For several years during the late 1970s, he hosted his own talk show, “The Art of the Collector,” on CBC Radio. As a freelance musician, he spent several summers at Marlboro, and many seasons as a member of the Casals Festival Orchestra, including three seasons as principal cellist. In Toronto, he was active in various concert and recording projects for the Canadian Broadcasting Corp., including three years as a member of the CBC Toronto String Quartet.
As an educator, he was a member of the Faculty of Music at the University of Toronto, the Royal Conservatory of Music, and the National Youth Orchestra of Canada. In addition to his playing career, he was active as a contractor and orchestra manager for many different musical activities. He contracted hundreds of jingles and recording sessions, and played with such diverse musical notables as Placido Domingo, Nana Maskouri, and Meat Loaf. He put together orchestras for many of the biggest film composers of the last 25 years, including Maurice Jarre, Jerry Fielding, John Barry, Georges-Delerue, and Howard Shore.

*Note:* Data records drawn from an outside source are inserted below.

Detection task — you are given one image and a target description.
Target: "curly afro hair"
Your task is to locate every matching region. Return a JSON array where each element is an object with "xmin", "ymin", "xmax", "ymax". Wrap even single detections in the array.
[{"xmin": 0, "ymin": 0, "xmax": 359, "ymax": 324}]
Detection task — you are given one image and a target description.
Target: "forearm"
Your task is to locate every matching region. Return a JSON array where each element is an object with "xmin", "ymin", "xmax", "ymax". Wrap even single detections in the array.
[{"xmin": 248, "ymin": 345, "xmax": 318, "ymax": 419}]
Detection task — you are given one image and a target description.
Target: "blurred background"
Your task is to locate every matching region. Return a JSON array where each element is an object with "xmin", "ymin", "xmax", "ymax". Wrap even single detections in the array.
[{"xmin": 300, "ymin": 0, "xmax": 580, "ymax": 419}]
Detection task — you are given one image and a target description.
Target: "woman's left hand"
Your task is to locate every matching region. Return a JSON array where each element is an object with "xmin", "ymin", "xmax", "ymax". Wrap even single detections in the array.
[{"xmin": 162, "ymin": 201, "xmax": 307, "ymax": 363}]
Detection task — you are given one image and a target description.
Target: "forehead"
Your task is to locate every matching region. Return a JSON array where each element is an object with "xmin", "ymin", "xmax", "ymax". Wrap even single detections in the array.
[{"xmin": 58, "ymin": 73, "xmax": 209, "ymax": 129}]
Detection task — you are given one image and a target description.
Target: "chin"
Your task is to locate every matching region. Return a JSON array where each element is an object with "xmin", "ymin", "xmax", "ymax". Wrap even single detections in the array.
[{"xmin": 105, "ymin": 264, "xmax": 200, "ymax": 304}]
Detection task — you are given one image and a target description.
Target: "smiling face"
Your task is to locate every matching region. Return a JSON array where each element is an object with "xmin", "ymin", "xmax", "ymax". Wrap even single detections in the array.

He managed the orchestra of the Canadian Opera Company, and for many years was the musical contractor for Toronto’s Royal Alexandra and Princess of Wales Theatres.
He played a significant role in assisting his late mother, Marguerite Schenkman, in founding the Rochester Chamber Music Society of Rochester, Vt., performing regularly in the RCMS summer concert series.
Survivors include his wife, Holde Gerlach of Toronto; sons Eric Schenkman of Picton, Canada; and Daniel Schenkman of Toronto; daughter, Jennifer Wells Schenkman of Toronto; grandson, Wyllie Schenkman of Toronto; brothers David Schenkman of Bryantown, Md.; and Joe Schenkman of Rochester; and sisters: Lucy Manson of Central, S.C.; and Sarah Schenkman of Savannah, Ga.
[2.] Swiss Radio interview, 19 April 1961. Haskil’s death was the result of a fall on a Brussels train station stairway. She was to have played a recital the next evening with Grumiaux
[3.] The creator of the Philadelphia Orchestra’s “Sound” has long been debated. Was it Ormandy or, before him, Leopold Stokowski? Those in favor of Stoki, point to his independent bowing for string players, his charisma and his sometimes startling changes in scores, his innovative arrangements of classical works, some of which became as popular as the original versions and his enthusiastic embrace of film and recording technologies. Supporters of Ormandy point to his long tenure and large Columbia Recording Company catalogue.
[4.] This recording featured the Royal Concergebouw Orchestra of Amsterdam conducted by Eduard van Beinum on vinyl for EPIC, LC 3420. The Sir Colin Davis performanc mentioned in the discography is similar to the van Beinum, though the van Beinum is warmer and a bit more broadly paced.